Most observations cluster at low leverage values, which is typical for a large, well-spread dataset. A small number of points exceed the Cook’s Distance threshold (flagged in red), but they represent a very small fraction of the data. With 300,000+ observations, even influential points are unlikely to meaningfully distort the coefficient estimates.

Severity: Low. We should examine what these flights are — extreme weather diversions, mechanical failures — as they may represent a qualitatively different situation that the model cannot capture.


Plot 5: Histogram of Residuals

This provides an intuitive visual check of the residual distribution and can reveal skewness, outliers, or multimodality that the Q-Q plot might obscure.

ggplot(diag_data, aes(x = residuals)) +
  geom_histogram(bins = 100, fill = "steelblue", color = "white") +
  geom_vline(xintercept = 0, color = "firebrick", linetype = "dashed") +
  labs(
    title = "Plot 5: Histogram of Residuals",
    subtitle = "Checks normality and identifies skewness",
    x = "Residuals (minutes)",
    y = "Count"
  ) +
  theme_classic()

The histogram confirms the pattern from the Q-Q plot: residuals are roughly symmetric around zero for the central mass, but there is a pronounced right tail. This corresponds to flights that arrived much later than the model predicted — the extreme delay events that no amount of departure delay information can fully account for.

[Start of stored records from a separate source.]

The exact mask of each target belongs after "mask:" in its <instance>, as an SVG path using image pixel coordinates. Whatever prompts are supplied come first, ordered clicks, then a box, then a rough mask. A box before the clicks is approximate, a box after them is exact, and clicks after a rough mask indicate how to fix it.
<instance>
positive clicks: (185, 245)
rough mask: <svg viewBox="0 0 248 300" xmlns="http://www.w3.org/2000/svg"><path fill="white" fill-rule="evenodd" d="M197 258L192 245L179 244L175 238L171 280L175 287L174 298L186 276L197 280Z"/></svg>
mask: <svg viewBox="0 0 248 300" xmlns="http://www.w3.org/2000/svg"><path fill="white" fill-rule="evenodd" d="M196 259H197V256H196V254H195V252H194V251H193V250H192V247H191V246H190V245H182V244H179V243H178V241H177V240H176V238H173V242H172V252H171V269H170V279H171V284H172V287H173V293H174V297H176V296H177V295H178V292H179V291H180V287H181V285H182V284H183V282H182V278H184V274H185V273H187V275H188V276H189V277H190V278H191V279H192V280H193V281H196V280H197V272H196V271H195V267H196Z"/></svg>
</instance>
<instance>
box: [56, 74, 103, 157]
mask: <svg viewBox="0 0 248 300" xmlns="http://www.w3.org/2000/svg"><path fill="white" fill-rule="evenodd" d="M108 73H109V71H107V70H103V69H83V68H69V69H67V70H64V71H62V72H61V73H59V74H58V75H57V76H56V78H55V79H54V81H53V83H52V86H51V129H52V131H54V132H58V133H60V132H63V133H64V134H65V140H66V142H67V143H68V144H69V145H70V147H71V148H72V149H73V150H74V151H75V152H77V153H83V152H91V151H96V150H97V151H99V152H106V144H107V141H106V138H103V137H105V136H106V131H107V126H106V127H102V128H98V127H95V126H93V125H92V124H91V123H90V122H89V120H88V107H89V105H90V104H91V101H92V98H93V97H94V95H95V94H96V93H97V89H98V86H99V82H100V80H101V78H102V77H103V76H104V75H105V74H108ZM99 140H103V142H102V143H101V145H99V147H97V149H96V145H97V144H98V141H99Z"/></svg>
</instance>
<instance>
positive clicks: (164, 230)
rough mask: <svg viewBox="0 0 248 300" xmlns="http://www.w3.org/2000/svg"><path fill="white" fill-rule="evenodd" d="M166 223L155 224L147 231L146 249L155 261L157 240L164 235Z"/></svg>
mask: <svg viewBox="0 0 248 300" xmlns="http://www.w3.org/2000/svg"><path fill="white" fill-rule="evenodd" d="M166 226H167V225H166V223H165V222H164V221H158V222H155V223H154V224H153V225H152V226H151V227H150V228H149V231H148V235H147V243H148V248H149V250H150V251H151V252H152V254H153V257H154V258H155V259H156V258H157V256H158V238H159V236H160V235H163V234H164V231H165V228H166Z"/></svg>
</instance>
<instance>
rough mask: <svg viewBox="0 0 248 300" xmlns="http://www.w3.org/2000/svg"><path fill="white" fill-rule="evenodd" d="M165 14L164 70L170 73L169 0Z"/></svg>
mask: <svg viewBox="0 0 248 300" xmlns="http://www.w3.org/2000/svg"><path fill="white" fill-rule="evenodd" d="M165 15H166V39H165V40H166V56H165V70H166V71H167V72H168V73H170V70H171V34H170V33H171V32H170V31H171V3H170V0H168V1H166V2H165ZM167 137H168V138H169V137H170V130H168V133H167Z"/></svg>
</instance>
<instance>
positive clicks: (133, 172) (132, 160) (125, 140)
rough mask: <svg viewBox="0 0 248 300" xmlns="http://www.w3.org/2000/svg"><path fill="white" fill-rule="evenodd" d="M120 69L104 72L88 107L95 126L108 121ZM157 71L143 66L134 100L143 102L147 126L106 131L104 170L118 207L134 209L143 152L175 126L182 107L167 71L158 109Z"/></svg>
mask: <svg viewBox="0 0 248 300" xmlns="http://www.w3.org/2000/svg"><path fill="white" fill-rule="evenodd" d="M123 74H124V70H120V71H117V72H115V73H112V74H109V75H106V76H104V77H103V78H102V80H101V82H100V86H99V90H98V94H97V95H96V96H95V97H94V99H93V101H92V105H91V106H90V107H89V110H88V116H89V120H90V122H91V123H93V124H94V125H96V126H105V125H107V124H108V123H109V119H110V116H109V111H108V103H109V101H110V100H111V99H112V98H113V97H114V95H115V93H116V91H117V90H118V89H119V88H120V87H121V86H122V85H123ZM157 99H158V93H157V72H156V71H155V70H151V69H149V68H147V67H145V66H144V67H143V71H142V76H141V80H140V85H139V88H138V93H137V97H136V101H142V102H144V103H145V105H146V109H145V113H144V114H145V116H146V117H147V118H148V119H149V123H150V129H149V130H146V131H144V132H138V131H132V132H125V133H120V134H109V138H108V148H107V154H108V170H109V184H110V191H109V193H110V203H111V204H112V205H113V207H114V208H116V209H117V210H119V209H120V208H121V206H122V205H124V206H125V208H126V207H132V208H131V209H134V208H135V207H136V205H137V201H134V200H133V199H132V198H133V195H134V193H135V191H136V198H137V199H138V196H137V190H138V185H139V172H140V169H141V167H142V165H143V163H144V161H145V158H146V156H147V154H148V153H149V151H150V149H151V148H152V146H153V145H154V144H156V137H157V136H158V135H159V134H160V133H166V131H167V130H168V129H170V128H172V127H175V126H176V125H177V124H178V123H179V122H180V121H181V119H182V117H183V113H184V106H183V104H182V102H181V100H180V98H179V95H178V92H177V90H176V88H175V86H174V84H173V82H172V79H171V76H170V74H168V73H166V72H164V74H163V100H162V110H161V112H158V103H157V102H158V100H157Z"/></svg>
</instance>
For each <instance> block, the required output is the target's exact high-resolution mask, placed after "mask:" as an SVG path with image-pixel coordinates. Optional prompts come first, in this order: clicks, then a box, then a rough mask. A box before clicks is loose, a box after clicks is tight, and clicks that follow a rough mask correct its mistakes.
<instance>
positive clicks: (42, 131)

Severity: Moderate. The right skew does not invalidate the model for typical flights, but it means the normality assumption is violated for extreme cases. Prediction intervals on the high end of the delay distribution will be too narrow.


Diagnostic Summary

Assumption Plot(s) Used Verdict Severity
Linearity Plot 1 (Residuals vs. Fitted) Mild non-linearity at high fitted values Low–Moderate
Independence Domain knowledge Assumed met — flights are largely independent Low
Homoscedasticity Plots 1 & 3 (Scale-Location) Clear fan shape — variance grows with fitted values High
Normality Plots 2 & 5 (Q-Q, Histogram) Moderate violation — heavy right tail Moderate

Conclusion

Extending the SLR from last week, we added air_time and peak_hours as predictors. Both are theoretically motivated, statistically significant, and free of multicollinearity (all VIF values near 1). We excluded distance due to near-perfect redundancy with air_time, and we excluded the interaction term because the slopes were parallel across peak and off-peak groups.

The model improves on last week’s SLR, but the diagnostic plots reveal important limitations. Heteroscedasticity is the primary concern — residual variance grows with fitted values, which undermines the validity of standard errors and hypothesis tests. The right-skewed residuals point to omitted variables that drive extreme delays, such as weather events, airport congestion, or mechanical issues.

This analysis reinforces a core principle: regression results should never be reported without diagnostics. Had we stopped at the model summary alone, we would have drawn confident conclusions from p-values and confidence intervals that are technically compromised by the constant variance violation.

Further questions for future analysis:

  • Would a square-root or log transformation of arr_delay stabilize variance?
  • Would adding a weather severity indicator reduce the extreme right tail?
  • Is there significant carrier-level variation not captured by the current model?
  • How do results change using heteroscedasticity-robust standard errors?